When the city of Detroit filed for bankruptcy on July 18, 2013 (the largest municipal bankruptcy ever to occur in the U.S.), the city had endured an economic and demographic meltdown that lasted half a century. As the city’s population decreased from 1,8 million in 1958 to a mere 710.000 in 2010, an urban wasteland had become a daily reality for those left behind. Entire street blocks were first abandoned and then taken over by weeds, decay and stray dogs. Extremely high crime rates, wide-spread poverty and urban farming became new realities to the once blossoming Motor city. Detroit had fallen victim to its dependency on a single economic activity, the automotive industry.
The shortlived hay days
After Henry Ford started manufacturing affordable cars on the assembly line, the greater Detroit region quickly became the automotive centre of the world. Motor City was one of America’s five richest cities in the 1950’s. GM produced the most cars in the world from 1931 until 2007, consecutively.
In the second half of the twentieth century, however, foreign competition took over control of the global auto industry. American companies were not very good at innovation and kept selling the same cars each year with only modifying the shape and size of its tail fins. This strategy worked in the short term by encouraging class-conscious American consumers to buy a new model regularly.

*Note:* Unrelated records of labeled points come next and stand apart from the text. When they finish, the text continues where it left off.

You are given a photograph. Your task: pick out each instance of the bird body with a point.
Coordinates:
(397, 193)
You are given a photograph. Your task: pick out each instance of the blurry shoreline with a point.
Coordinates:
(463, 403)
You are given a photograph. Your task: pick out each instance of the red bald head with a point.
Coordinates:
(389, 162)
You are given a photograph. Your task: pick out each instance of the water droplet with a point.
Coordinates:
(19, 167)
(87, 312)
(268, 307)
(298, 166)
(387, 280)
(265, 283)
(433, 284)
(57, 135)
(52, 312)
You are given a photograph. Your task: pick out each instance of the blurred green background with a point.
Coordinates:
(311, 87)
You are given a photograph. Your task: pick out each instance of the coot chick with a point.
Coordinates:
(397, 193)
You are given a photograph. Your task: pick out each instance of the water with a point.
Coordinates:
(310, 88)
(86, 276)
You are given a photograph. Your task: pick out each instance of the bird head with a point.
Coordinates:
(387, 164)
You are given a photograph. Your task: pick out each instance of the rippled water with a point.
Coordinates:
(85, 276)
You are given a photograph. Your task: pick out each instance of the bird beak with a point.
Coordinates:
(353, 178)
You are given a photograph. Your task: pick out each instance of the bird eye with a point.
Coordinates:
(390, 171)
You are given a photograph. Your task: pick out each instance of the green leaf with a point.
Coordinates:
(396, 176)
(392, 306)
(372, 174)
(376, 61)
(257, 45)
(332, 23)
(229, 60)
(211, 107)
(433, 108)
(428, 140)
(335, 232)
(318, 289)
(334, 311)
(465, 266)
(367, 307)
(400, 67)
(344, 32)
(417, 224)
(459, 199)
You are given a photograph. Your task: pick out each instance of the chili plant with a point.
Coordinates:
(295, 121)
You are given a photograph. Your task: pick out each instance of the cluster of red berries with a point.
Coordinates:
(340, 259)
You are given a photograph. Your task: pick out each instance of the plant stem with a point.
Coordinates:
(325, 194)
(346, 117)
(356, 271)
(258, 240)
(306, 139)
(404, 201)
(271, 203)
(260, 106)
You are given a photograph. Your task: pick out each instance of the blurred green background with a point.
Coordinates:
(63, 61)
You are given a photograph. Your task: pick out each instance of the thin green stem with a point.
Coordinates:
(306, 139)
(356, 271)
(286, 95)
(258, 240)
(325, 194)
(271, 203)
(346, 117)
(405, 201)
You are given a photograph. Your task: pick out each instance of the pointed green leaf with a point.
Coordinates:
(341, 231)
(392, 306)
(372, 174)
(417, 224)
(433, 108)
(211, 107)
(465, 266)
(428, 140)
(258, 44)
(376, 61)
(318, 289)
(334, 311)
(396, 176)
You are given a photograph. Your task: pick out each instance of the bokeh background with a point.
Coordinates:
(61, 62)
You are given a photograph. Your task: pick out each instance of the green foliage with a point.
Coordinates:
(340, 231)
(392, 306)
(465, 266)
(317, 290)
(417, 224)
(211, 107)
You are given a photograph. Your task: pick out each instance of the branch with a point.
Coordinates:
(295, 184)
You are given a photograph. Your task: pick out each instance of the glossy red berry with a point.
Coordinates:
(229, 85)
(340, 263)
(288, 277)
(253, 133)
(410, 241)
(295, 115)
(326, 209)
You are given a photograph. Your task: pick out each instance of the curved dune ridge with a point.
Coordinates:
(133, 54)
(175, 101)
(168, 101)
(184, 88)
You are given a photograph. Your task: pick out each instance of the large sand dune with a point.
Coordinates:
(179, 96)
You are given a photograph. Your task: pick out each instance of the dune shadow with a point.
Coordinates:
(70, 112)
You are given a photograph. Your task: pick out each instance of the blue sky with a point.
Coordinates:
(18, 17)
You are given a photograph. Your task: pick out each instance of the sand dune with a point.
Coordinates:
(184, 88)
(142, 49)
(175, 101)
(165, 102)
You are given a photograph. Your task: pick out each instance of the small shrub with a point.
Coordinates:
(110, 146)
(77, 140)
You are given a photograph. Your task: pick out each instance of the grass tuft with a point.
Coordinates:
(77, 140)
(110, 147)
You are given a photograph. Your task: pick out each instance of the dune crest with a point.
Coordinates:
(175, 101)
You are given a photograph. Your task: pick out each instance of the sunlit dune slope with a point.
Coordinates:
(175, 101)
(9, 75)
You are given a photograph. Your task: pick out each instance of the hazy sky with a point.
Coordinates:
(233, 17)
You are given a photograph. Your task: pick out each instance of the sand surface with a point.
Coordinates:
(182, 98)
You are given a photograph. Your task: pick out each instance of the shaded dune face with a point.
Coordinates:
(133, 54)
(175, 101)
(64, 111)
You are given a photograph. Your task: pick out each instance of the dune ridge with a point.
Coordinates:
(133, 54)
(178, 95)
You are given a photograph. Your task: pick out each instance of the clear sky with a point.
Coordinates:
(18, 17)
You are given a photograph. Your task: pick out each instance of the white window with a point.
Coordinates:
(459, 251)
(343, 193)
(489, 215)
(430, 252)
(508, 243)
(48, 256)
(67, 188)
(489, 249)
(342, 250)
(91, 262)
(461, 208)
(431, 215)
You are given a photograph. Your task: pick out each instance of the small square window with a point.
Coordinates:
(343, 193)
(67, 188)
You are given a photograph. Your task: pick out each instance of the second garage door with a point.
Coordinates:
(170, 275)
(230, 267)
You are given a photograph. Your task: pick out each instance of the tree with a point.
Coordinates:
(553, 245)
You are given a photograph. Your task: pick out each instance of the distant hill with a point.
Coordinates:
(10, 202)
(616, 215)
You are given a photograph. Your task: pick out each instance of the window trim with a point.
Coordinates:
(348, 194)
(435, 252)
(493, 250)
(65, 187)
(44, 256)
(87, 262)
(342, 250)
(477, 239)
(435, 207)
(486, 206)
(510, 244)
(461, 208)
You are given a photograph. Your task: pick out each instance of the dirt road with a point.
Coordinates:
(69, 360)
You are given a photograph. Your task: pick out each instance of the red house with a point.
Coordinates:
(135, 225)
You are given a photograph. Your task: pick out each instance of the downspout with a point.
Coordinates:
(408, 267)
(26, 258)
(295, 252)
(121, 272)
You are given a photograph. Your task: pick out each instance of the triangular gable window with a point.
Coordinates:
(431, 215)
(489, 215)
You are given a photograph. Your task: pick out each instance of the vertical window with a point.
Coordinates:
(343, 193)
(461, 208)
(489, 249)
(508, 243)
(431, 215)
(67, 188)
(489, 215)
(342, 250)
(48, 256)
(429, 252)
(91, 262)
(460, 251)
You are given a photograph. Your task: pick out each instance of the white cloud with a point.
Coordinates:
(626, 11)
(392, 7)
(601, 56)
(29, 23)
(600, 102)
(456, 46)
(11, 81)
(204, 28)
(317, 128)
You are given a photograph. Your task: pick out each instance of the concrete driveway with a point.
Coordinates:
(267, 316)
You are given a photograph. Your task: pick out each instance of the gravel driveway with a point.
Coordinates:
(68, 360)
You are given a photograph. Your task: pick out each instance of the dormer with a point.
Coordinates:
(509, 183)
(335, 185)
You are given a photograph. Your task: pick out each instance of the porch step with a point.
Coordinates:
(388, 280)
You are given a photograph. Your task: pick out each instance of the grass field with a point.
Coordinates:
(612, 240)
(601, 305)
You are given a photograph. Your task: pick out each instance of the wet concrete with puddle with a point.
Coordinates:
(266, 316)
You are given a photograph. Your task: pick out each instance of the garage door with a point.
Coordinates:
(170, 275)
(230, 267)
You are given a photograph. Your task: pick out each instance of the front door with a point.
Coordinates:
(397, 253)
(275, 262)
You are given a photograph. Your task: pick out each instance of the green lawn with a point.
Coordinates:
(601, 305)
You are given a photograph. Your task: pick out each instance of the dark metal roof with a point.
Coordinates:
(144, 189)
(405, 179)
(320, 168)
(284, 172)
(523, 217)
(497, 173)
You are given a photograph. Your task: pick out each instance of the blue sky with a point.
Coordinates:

But in the longer term, German and Japanese competitors won by innovating in safety and technology such as fuel efficient engines. Motown sales went downward and the once great GM Company eventually filed for bankruptcy in 2009.
Detroit furthermore suffered from an untenable influx of underpriviliged migrants, mostly African Americans from the South. To top it off, the white tax base fled the city towards the suburbs in the 1950’s. When employment in the automotive industry slowly evaporated, the largely black inner city population with few labor skills was left behind. The vulnerability of this group became reflected in the highest crime rates per capita of any American city. One in three citizens of Detroit now lives in poverty with an income of less than $ 23.000 per year
A contradiction in terms: urban farming.
Ruin porn
As a consequence of these developments, thousands of acres of city blocks were being reclaimed by nature. Urban farming is prospering in once thriving (ethnic) neighborhoods. Tens of thousands of houses, auto plants, churches and public buildings are dilapidating within the city limits.
One of the symbols of Detroit’s decline is Michigan Central Station, the giant 1913 Communist-style train station that has become an urban ruin of Roman allure. Perhaps it was never a great idea to build an enormous train station in Motor City, but the American passenger train in general lost the commuter's favor in its competition with the car. Thanks to relatively cheap cars and gas and due to a strong, policy influencing lobby in Washington D.C., the last train arrived here in 1989.
Michigan Central Station
The decline of Detroit has almost no equal in terms of pace and scale. History is being overhauled by time as the city’s population decreases faster than it ever grew. What remains of much of Detroit’s once grandeur, is graffiti filled debris as an echo of greater days past. A tourist attraction like a modern day Venice.